Business Daily (Nairobi)

Kenya: Broker Set for NSE Return Ahead of Safaricom IPO

Washington Gikunju

19 March 2008


A long-running dispute pitting former owners of stockbrokerage firm Town and Country Securities and prospective buyers has finally been resolved.

The move paves the way for the stockbroker's readmission to the Nairobi Stock Exchange (NSE) just in time for what has been billed as the region's biggest ever initial public offer.

Town and Country Securities has been at the centre of a dispute arising from rival sale offers involving TransCentury chairman James Gachui and Chase Bank managing director Zafrullah Khan, on the one hand, and, a former dealer at the NSE, Mr Bernard Kahindi. But with just eight days to the much awaited Safaricom IPO, the Business Daily has established that the three-year transfer row has been resolved.

Mr Benjamin Nyamweya, a director with Chase Bank, and one of the new shareholders of Town and Country, confirmed that the stockbroker has received a Capital Markets Authority licence renewal for 2008, and is only awaiting re-admission to the stock exchange.

Mr Nyamweya says the new owners have submitted an application for re-admission to the NSE board and was hopeful that their plea would be granted during an NSE full board meeting on the eve of Easter.

The application is likely to meet little resistance from the NSE directors, especially coming at a time when there is anxiety over the capacity of brokers to handle the massive Safaricom IPO.

Though the transaction details are scanty, the valuation of a stock brokerage seat has since shot almost five times from the Sh50 million valuation by NSE, at least going by last year's auction of collapsed stockbroker Francis Thuo's seat for Sh251 million.

Asset managers Old Mutual were ready to fork as much as Sh452 million for a seat on the NSE's high table, while NIC Bank offered to pay Sh180 million in the unprecedented auction that went in favour of new market entrant Renaissance Capital.

NIC later paid Sh150 million for a 65 per cent stake in Solid Investment Securities and the transfers are about to be completed.

Mr Mweresa Eboso of Eboso Wandago and Company Advocates who handled the legal aspects said an out-of-court settlement had paved the way for Town and Country's return to the market.

"The matter has been resolved through arbitration to the satisfaction of all parties," said Mr Eboso, adding that the Kahindi group had received some consensual damages for the termination of their sale agreement.

"It is true that the matter has been resolved by arbitration," Mr Kahindi told the Business Daily.

Town and Country was one of the stockbrokers that suffered a severe financial distress in the late 1990s when the stock market was at an all time low as the economy suffered virtual stagnation.

The CMA suspended the broker's licence on February 24, 1999, after the regulator's investigations revealed "an unsatisfactory operational and financial position."

Though the shareholders were able to pay off the company's debts which amounted to about Sh5 million, they were unwilling to continue holding onto the firm, and they opted to sell it off in 2004 after their licensing suspension by CMA was lifted.

Some of the other CMA licensing requirements included an order to upgrade the company's IT system, procure a registered office and recruit competent staff.

Mr Nyamweya confirmed that Town and Country is likely to change its name to reflect change in its management and its affiliation to Chase Bank.

"The new ownership has a relation with the current Chase Bank directors and the two organisations are likely to operate as affiliate entities," said Mr Nyamwea.
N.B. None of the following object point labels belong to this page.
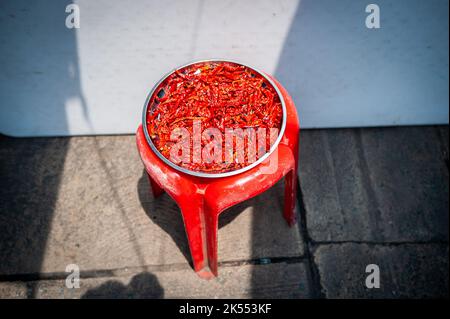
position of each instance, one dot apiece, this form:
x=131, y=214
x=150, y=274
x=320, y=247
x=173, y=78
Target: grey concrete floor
x=368, y=196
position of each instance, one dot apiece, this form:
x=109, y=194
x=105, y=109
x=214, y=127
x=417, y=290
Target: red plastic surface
x=201, y=200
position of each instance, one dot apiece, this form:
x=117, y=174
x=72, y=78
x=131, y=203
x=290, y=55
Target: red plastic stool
x=201, y=200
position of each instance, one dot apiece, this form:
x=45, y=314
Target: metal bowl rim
x=203, y=174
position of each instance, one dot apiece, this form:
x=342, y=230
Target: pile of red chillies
x=219, y=94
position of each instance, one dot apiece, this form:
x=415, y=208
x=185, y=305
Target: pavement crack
x=312, y=269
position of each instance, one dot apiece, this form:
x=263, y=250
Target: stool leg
x=156, y=189
x=212, y=226
x=192, y=209
x=290, y=190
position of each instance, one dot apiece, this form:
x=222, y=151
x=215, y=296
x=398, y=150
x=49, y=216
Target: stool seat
x=202, y=200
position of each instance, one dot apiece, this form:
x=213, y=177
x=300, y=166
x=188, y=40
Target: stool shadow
x=144, y=285
x=165, y=212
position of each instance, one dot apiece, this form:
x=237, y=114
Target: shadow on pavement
x=142, y=286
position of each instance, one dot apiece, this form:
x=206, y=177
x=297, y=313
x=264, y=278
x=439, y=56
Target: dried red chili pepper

That makes Prudential Building, Chase Bank's head office, a natural home for the new broker.

Chase Bank's tie up with a stockbroker brings to three the number of local commercial banks that have entered the equities market after CFC Bank and NIC Bank.

A number of commercial banks are also understood to be gunning for Nyaga Stockbrokers, now under statutory management, as a freeze on new licences imposed by the CMA in the 1990s continues to block new entrants.

The Town and Country dispute erupted in March 2005 after the original shareholders declined to proceed with an intended sale to a group of four potential buyers led by Mr Kahindi.

The other three prospective buyers in Mr Kahindi's team were Mr Titus Wageni, Mr Samuel Karanja and Ms Carol Wandimi. The group had paid Sh1 million of the Sh4 million agreed on before allegedly failing to raise the balance.

Town and Country later sought to terminate the sale contract after receiving a more lucrative offer of Sh12 million from another group of four Chase Bank directors, namely Mr Gachui, Mr Khan, Mr Nyamweya and Mr Duncan Kabui.

But even as Mr Kahindi's team protested the alleged breach of agreement to the Town and Country shareholders, the NSE unwittingly threw a spanner into the works when it passed a resolution in early 2005 stating that all its licensees shall reflect in their books a Sh50 million asset to reflect the valuation of their NSE seat.

Coming at a time when the stock exchange was experiencing an unprecedented boom, Mr Kahindi alleges that the Town and Country shareholders realized they were sitting on a goldmine stonewalled the sale.

What followed then was an intense behind-the-scenes power play with the Chase Bank group seemingly emerging the winners, after the three year dispute was decided in an out of court settlement.